Good modern architects have something which good U. S. communities want. This encouraging fact appeared two years ago in the appointment of Bauhaus-Founder Walter Gropius, professor in Harvard’s architectural department, last year in the opening of Chicago’s New Bauhaus. This week it appeared again when 33-year-old President Henry Townley Heald of Chicago’s Armour Institute announced that his tough technical school had hired Ludwig Mies van der Rohe of Berlin to direct its school of architecture.
Leathery, massy, meditative Mies van der Rohe is famed in Europe and the U. S.

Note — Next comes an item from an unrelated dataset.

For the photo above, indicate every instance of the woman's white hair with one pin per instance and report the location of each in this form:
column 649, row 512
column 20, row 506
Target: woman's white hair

for one beautiful house, at Brno, Czechoslovakia. He was Director of the Dessau Bauhaus from 1930 to 1933. On his first visit to the U. S. last year, his friend John Augur Holabird of the esteemed Chicago firm of Holabird & Root interested Mies van der Rohe in Chicago, the Armour Institute in Mies van der Rohe.
With Architect van der Rohe at Armour this month will be two other old Bauhaus men, Ludwig Hilberseimer, expert on city planning, and Walter Peterhans, technician in photography. Under this triumvirate Armour students will tackle a trivium: materials, functions, design. As to what is expected of them: “[This educational method] would serve no purpose,” says Mies van der Rohe, “unless … it were to lead without fail to a clear and un equivocal spiritual orientation.”